Terahertz volume plasmon-polariton modulation in all-dielectric hyperbolic metamaterials

TL;DR

This paper investigates how doping and geometry influence terahertz plasmon-polariton modes in all-dielectric hyperbolic metamaterials made from doped III-V semiconductors, offering insights for tunable terahertz devices.

Contribution

It introduces a multi-physics multi-scale theoretical framework to analyze and optimize doping and geometrical effects in all-dielectric hyperbolic metamaterials for terahertz applications.

Findings

Doping significantly modulates high-k plasmon-polariton modes.

Geometrical parameters like thickness and grating affect mode behavior.

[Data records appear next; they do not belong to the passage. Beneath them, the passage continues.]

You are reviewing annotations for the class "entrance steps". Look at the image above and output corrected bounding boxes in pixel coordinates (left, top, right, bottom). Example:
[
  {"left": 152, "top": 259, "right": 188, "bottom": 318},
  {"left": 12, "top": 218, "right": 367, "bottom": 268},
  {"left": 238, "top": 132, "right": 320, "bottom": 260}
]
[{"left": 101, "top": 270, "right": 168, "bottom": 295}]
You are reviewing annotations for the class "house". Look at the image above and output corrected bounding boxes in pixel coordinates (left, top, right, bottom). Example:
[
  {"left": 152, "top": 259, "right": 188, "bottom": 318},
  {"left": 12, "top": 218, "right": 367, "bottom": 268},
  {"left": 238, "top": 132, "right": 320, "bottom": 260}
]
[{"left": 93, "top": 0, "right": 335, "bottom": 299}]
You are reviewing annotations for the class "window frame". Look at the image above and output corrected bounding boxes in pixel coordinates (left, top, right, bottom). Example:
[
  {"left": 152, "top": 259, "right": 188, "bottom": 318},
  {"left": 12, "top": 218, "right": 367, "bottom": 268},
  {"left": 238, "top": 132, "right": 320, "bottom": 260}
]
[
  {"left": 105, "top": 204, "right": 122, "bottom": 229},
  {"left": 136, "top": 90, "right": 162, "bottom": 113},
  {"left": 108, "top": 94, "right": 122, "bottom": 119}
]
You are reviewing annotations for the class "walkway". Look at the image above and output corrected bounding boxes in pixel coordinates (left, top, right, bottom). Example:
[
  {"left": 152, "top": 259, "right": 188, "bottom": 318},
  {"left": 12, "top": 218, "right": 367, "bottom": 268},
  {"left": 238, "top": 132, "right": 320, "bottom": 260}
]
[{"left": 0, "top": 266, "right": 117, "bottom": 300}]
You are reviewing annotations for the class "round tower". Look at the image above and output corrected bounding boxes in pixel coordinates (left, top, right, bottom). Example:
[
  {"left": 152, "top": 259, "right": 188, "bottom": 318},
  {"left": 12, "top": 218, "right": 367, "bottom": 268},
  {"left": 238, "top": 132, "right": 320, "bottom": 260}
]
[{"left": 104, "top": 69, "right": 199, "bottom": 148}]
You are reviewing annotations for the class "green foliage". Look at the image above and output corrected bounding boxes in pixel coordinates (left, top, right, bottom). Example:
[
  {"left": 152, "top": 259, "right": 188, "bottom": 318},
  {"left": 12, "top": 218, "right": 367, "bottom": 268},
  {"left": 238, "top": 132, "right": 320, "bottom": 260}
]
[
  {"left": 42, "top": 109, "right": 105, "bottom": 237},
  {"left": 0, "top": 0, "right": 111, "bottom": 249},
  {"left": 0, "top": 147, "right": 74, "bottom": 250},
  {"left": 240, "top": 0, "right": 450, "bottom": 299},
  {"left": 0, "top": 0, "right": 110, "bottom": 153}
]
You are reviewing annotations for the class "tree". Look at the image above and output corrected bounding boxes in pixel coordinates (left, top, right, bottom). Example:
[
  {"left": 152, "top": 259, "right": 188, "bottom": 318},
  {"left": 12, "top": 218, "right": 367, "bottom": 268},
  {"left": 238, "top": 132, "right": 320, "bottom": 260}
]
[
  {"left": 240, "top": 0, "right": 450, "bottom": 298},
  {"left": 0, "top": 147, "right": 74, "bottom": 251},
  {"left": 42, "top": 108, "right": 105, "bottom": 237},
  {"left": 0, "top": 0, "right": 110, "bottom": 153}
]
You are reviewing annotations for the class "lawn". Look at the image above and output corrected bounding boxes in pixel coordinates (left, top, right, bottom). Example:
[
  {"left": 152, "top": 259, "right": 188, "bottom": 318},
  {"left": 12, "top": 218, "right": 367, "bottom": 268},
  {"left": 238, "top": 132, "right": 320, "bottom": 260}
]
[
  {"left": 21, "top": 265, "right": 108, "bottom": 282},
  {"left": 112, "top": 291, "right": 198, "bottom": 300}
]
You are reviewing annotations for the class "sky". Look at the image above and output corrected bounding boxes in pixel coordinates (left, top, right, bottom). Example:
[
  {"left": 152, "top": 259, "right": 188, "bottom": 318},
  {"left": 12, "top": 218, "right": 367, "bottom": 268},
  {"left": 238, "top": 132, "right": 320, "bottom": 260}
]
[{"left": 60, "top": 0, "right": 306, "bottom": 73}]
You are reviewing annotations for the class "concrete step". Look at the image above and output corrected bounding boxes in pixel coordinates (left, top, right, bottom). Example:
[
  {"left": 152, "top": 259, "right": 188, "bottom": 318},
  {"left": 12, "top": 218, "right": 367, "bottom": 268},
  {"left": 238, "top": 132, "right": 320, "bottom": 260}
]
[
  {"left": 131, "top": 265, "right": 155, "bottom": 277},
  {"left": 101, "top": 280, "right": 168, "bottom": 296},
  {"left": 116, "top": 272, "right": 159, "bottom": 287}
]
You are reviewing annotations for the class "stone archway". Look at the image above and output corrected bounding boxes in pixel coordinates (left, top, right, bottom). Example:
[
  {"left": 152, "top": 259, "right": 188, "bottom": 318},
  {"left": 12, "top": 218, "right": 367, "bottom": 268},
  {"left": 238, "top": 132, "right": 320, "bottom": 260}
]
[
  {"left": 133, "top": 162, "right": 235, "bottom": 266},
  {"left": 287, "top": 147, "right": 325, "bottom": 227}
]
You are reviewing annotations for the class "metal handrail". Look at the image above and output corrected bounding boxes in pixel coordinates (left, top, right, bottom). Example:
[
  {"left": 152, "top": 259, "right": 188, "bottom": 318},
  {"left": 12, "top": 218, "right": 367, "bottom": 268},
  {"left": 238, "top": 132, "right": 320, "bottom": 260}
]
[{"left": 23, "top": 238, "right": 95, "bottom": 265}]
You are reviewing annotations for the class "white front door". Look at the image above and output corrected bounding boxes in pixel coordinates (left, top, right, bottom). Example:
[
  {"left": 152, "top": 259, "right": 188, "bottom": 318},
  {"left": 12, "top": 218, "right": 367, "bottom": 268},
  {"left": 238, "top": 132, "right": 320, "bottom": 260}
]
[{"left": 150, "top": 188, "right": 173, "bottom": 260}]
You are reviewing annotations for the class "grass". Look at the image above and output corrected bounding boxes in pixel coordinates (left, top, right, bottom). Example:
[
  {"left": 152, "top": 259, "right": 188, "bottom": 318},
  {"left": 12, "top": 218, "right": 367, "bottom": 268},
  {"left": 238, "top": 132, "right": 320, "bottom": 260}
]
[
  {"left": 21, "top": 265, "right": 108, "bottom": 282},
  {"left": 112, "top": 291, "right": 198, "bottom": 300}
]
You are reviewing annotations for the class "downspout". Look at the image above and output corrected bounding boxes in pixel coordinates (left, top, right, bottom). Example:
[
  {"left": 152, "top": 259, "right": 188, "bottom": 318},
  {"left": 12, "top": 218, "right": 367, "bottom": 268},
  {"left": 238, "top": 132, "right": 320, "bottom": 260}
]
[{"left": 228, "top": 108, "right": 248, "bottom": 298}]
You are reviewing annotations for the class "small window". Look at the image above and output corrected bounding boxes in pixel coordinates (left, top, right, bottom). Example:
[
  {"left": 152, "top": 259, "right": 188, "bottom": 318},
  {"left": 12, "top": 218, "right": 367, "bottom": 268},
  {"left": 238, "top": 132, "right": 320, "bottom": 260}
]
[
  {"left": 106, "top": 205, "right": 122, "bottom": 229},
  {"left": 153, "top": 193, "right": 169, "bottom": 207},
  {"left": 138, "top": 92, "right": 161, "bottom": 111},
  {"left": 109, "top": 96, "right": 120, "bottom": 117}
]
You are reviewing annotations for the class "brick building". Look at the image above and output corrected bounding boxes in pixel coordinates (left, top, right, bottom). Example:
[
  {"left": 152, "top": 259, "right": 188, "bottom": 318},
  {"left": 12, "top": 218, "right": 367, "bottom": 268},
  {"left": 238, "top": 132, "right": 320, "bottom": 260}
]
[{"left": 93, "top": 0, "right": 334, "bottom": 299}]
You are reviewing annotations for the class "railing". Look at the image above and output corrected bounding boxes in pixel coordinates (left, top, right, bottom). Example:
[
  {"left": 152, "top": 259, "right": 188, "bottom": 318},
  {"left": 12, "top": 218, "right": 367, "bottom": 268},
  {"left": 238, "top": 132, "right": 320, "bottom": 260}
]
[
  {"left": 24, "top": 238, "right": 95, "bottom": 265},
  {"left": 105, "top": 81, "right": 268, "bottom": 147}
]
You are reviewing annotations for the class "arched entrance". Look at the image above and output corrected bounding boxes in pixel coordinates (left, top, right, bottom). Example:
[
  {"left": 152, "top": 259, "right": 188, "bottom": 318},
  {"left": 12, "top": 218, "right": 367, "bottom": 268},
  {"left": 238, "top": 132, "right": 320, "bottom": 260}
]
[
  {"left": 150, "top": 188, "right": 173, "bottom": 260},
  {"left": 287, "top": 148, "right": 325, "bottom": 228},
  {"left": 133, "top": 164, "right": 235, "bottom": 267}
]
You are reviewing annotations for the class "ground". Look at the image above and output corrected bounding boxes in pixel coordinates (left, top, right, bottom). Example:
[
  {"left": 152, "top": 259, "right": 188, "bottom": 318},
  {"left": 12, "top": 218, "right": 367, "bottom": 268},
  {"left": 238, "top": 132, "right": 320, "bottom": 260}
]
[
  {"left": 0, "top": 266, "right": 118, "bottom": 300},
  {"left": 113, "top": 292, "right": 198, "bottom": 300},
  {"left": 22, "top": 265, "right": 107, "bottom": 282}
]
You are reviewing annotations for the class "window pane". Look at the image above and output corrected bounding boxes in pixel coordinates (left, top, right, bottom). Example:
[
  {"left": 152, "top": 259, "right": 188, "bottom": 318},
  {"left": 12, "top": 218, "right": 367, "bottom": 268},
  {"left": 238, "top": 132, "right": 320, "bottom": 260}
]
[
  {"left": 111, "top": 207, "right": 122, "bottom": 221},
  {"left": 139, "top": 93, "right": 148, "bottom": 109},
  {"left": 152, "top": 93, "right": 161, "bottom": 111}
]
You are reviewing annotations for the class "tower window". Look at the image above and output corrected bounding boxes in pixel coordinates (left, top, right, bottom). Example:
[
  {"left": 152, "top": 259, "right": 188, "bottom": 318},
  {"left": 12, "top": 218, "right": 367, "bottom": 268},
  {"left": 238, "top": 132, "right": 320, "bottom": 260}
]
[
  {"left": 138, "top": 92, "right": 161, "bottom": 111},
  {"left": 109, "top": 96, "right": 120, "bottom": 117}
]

All-dielectric hyperbolic metamaterials enable tunable terahertz responses.

Abstract

The development of plasmonics and related applications in the terahertz range faces limitations due to the intrinsic high electron density of standard metals. All-dielectric systems are profitable alternatives, which allows for customized modulation of the optical response upon doping. Here we focus on plasmon-based hyperbolic metamaterials realized stacking doped III-V semiconductors that have been shown to be optically active in the terahertz spectral region. By using a multi-physics multi-scale theoretical approach, we unravel the role of doping and geometrical characteristics (e.g., thickness, composition, grating) in the modulation of high-k plasmon-polariton modes across the metamaterial.